3. Jane Eyre from Jane Eyre by Charlotte Brontë
Quiet and studious Jane takes her own path in the world. She is the invisible outsider. The plain girl who goes unnoticed until the day she chooses to let her voice be heard. In a way, I wish Jane didn’t fall so hard for Mr. Rochester. I think she could do better. (KatyFinbow)
SugarScape also shares the first three chapters of Addicted to You by Alix Wenmouth, which is summarised as follows:
16-year-old Frankie Raven has just been forced to move 250 miles away from her sleepy hometown of Bradford and as a result she's fairly sure her life is over.
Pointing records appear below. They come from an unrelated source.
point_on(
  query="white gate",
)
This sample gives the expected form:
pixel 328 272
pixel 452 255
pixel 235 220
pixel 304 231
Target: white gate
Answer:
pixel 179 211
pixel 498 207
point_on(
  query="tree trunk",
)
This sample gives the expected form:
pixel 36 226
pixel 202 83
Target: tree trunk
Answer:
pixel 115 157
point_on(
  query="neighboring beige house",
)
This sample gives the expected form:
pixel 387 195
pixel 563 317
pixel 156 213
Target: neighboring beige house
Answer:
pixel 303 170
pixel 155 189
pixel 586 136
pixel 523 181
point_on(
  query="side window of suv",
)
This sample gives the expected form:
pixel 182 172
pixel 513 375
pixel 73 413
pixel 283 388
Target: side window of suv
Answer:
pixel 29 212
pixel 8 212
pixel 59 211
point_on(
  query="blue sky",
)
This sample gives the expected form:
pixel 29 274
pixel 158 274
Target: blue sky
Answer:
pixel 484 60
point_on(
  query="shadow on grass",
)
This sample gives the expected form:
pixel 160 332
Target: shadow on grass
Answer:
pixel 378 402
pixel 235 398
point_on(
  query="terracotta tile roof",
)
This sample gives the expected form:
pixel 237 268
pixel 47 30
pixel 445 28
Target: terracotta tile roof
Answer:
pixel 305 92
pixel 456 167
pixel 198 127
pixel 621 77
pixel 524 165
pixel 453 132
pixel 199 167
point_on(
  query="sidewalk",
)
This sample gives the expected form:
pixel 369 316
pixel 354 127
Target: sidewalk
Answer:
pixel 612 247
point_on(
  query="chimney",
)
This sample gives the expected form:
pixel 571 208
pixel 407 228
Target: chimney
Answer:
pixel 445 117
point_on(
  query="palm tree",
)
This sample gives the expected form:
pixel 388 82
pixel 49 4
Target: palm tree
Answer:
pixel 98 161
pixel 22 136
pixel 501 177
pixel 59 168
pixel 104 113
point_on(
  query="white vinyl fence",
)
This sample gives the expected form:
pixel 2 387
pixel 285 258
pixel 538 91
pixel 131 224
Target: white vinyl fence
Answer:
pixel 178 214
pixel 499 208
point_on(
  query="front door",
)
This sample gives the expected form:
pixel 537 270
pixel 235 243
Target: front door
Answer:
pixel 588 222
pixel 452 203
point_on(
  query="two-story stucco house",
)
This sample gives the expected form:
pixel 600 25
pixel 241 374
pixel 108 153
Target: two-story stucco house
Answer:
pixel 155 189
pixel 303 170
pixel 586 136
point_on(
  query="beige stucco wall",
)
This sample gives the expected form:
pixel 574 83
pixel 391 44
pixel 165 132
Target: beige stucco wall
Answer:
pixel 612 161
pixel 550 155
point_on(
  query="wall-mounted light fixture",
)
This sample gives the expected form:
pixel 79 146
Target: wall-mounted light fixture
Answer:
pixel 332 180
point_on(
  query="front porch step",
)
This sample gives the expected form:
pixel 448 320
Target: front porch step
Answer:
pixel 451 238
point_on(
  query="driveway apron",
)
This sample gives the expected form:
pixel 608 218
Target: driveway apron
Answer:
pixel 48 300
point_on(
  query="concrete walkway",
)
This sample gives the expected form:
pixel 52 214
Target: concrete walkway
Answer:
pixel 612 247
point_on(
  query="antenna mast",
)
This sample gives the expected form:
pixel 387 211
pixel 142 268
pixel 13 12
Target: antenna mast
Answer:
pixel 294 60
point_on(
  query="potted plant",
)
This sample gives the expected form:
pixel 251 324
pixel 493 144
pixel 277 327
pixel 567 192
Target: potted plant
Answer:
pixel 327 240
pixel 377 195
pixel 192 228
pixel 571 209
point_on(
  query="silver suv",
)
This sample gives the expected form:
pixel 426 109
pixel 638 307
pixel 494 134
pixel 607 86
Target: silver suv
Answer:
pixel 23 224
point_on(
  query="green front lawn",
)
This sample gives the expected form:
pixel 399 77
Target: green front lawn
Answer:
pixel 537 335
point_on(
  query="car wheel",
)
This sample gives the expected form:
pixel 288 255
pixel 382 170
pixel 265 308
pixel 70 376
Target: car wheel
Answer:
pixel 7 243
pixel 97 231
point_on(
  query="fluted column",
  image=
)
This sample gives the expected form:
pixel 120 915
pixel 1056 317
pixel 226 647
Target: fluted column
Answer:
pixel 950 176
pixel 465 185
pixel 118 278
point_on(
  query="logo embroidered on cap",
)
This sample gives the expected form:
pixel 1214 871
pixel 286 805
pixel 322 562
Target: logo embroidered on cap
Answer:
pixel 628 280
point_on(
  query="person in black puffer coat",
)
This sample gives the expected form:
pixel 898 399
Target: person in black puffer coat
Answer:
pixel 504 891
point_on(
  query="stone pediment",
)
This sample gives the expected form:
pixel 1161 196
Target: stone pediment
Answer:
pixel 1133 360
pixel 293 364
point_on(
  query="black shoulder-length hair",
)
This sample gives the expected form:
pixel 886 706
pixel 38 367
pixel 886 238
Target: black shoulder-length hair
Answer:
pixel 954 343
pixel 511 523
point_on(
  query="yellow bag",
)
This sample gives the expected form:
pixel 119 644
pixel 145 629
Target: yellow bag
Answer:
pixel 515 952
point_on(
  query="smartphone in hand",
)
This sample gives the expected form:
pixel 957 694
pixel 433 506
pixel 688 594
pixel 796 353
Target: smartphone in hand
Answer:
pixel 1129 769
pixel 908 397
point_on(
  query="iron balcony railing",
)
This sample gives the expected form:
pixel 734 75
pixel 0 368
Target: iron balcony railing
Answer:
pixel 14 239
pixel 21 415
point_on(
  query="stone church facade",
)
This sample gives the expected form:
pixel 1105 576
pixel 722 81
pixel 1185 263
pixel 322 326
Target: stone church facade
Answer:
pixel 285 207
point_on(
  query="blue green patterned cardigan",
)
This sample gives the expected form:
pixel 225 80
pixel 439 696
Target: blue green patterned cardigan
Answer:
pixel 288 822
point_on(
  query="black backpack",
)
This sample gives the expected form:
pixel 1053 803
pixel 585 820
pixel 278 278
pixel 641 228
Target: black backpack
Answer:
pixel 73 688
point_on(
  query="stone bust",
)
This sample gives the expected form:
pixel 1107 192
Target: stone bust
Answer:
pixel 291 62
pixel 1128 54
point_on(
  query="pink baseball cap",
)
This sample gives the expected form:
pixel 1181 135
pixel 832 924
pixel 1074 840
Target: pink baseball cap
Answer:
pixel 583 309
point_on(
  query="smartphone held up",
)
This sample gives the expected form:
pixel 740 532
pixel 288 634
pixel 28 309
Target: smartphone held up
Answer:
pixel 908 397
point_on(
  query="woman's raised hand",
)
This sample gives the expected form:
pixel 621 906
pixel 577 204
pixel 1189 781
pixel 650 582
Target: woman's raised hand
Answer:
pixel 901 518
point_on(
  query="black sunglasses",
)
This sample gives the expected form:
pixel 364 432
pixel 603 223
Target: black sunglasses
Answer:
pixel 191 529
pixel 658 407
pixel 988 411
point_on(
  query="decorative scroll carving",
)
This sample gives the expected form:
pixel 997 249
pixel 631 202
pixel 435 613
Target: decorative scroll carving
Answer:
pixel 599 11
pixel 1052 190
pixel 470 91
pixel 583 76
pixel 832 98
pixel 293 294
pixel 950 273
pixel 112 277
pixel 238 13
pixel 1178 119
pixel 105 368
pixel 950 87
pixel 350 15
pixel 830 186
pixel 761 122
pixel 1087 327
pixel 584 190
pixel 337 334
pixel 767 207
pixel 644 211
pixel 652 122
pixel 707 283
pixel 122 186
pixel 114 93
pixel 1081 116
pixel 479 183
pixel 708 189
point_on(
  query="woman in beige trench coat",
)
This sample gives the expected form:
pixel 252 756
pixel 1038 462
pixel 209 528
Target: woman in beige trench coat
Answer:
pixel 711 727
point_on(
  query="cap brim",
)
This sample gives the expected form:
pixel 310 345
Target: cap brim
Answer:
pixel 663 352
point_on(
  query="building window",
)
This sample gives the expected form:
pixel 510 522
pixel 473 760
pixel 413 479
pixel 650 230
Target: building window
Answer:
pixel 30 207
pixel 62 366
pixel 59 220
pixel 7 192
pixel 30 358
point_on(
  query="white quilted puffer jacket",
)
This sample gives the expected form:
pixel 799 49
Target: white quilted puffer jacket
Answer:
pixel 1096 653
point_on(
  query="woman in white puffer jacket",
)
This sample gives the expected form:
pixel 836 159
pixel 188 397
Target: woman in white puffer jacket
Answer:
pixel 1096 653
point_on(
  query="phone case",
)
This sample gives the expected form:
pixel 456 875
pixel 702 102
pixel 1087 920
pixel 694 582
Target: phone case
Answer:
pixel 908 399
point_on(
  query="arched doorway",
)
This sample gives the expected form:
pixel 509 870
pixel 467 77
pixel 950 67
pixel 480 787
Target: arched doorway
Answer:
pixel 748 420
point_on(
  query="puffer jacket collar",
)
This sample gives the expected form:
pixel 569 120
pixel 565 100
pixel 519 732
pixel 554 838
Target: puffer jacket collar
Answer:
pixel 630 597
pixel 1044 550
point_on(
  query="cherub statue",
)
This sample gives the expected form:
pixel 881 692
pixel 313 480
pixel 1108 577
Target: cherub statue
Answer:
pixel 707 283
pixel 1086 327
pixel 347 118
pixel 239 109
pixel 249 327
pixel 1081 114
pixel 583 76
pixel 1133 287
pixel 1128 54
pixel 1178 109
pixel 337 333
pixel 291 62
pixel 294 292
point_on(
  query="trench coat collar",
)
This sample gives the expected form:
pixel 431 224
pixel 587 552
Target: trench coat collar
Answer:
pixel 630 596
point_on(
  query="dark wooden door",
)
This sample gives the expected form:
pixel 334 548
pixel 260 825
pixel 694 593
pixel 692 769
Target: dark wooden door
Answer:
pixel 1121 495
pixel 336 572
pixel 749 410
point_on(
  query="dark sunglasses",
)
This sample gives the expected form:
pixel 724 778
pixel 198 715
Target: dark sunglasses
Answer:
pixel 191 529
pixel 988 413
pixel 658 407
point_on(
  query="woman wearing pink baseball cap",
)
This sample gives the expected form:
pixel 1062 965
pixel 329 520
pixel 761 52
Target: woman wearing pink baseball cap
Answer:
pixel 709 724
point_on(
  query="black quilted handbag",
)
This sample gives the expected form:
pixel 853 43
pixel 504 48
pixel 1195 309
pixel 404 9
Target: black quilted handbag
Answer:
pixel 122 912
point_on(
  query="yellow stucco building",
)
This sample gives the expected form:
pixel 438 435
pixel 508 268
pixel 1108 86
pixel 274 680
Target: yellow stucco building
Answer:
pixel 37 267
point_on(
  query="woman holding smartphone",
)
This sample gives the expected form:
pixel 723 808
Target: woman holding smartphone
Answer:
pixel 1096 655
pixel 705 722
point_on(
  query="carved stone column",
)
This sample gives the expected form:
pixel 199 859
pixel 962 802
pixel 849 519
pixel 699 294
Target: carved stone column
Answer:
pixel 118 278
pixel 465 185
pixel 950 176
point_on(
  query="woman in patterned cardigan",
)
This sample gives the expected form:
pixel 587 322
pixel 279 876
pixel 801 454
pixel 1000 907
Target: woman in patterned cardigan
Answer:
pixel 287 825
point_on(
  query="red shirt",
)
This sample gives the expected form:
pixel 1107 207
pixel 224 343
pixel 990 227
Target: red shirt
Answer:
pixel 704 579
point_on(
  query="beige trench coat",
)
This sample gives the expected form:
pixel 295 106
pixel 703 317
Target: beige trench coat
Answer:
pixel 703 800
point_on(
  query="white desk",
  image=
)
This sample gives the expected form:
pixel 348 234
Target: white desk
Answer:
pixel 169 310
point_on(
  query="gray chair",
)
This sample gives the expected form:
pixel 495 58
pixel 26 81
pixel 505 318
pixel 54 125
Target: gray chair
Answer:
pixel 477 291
But then she meets two people who might just change her life forever.
Roxana King lives on Leather Lane and everyone knows what goes on there; well, everyone except Frankie. Enigmatic and fun, she's unlike anyone Frankie has ever known. Then there’s Marcus Ford, the gorgeous, brooding older boy who fuels Frankie's daydreams about meeting her very own Heathcliff on the wild Yorkshire Moors. There’s an instant attraction and Frankie falls hard and fast. (Linds Foley)
Female First suggests '10 Places for an Al Fresco-Style Culture Fix in Spring' in England.
Open-air performances - Minack Theatre, Cornwall
May – September
Watch drama, musicals and opera at the Minack Theatre – a world famous open-air theatre in the most dramatic of settings. The theatre is carved into granite cliffs and set in glorious gardens with panoramic views of Porthcurno Bay.
Make the most of that extra hour of daylight watching Wuthering Heights, Arabian Nights, The Taming of the Shrew and many more in this modern-day Roman amphitheatre.
The Huffington Post wonders, 'How Much Are Great Poems Worth?' in connection with the recent Bonhams auction where, among others, a Charlotte Brontë manuscript poem sold for £92,450. Need Supply discusses that manuscript too. Planet Siol (Slovenia) mourns the death of  'publicist, translator and film and theater critic Rapa Šuklje' which, among others, translated both Wuthering Heights, Villette and The Tenant of Wildfell Hall into Slovenian (EDIT: More on Delo and here). The Brontë Sisters features James Taylor from Smith, Elder & Co and a couple of the letters Charlotte Brontë wrote to him. Hathaways of Haworth is working on a talk about Charlotte Brontë to be given to visitors to the Brontë Parsonage Museum on Charlotte's birthday (April 21st).